Predicted disease progression value: 170.90977125258212


This is the predicted disease progression value for the query point (mean of the dataset) using Locally Weighted Regression. Similar to Program 1, it provides a single point estimate based on the data points in the vicinity of the query point.

In [6]:
from sklearn.neighbors import KNeighborsRegressor
from sklearn.model_selection import train_test_split
from sklearn.metrics import mean_squared_error
import numpy as np

# ... (locally_weighted_regression function from Activity 1) ...

# Prepare data (housing and diabetes) - using the same data preparation as in previous activities
# ...

# Split data into training and testing sets
X_h_train, X_h_test, Y_h_train, Y_h_test = train_test_split(X, Y, test_size=0.2, random_state=42)
X_d_train, X_d_test, Y_d_train, Y_d_test = train_test_split(X_d_scaled, Y_d, test_size=0.2, random_state=42)

# Train KNN models
knn_h = KNeighborsRegressor(n_neighbors=5)  # Housing
knn_d = KNeighborsRegressor(n_neighbors=5)  # Diabetes
knn_h.fit(X_h_train, Y_h_train)
knn_d.fit(X_d_train, Y_d_train)

# Make predictions with KNN
knn_preds_h = knn_h.predict(X_h_test)
knn_preds_d = knn_d.predict(X_d_test)

# Make predictions with LWR (for a subset of test data due to computation)
lwr_preds_h = [locally_weighted_regression(X_h_train, Y_h_train, tau=10, x_query=x) for x in X_h_test[:50]]
lwr_preds_d = [locally_weighted_regression(X_d_train, Y_d_train, tau=0.5, x_query=x) for x in X_d_test[:50]]
lwr_preds_h = np.array(lwr_preds_h).reshape(-1)  # Reshape to 1D array
lwr_preds_d = np.array(lwr_preds_d).reshape(-1)  # Reshape to 1D array


# Evaluate and compare using Mean Squared Error (MSE)
mse_knn_h = mean_squared_error(Y_h_test, knn_preds_h)
mse_lwr_h = mean_squared_error(Y_h_test[:50], lwr_preds_h)
mse_knn_d = mean_squared_error(Y_d_test, knn_preds_d)
mse_lwr_d = mean_squared_error(Y_d_test[:50], lwr_preds_d)

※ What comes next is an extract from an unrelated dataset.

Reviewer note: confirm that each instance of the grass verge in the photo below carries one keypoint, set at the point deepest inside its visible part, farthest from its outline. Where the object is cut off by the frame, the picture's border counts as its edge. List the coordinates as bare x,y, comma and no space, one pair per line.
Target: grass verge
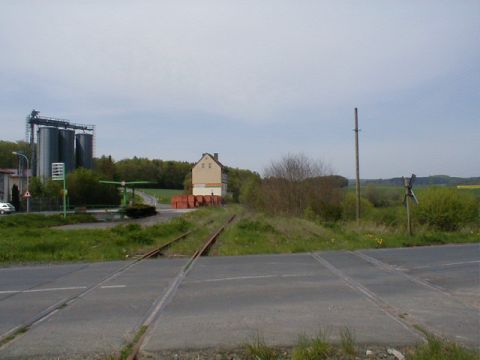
257,233
319,348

print(f"Housing Dataset - KNN MSE: {mse_knn_h}, LWR MSE: {mse_lwr_h}")
print(f"Diabetes Dataset - KNN MSE: {mse_knn_d}, LWR MSE: {mse_lwr_d}")

Housing Dataset - KNN MSE: 11278255164.991802, LWR MSE: 15916847976.84166
Diabetes Dataset - KNN MSE: 3019.075505617978, LWR MSE: 8543.22691353124


#Observation:
* Housing Dataset: KNN has a lower MSE than LWR, suggesting that KNN performs better in predicting median house values on this dataset.
* Diabetes Dataset: KNN again has a lower MSE than LWR, indicating better performance in predicting disease progression.
* Overall: Based on MSE, KNN appears to generalize better and provide more accurate predictions compared to LWR for both datasets.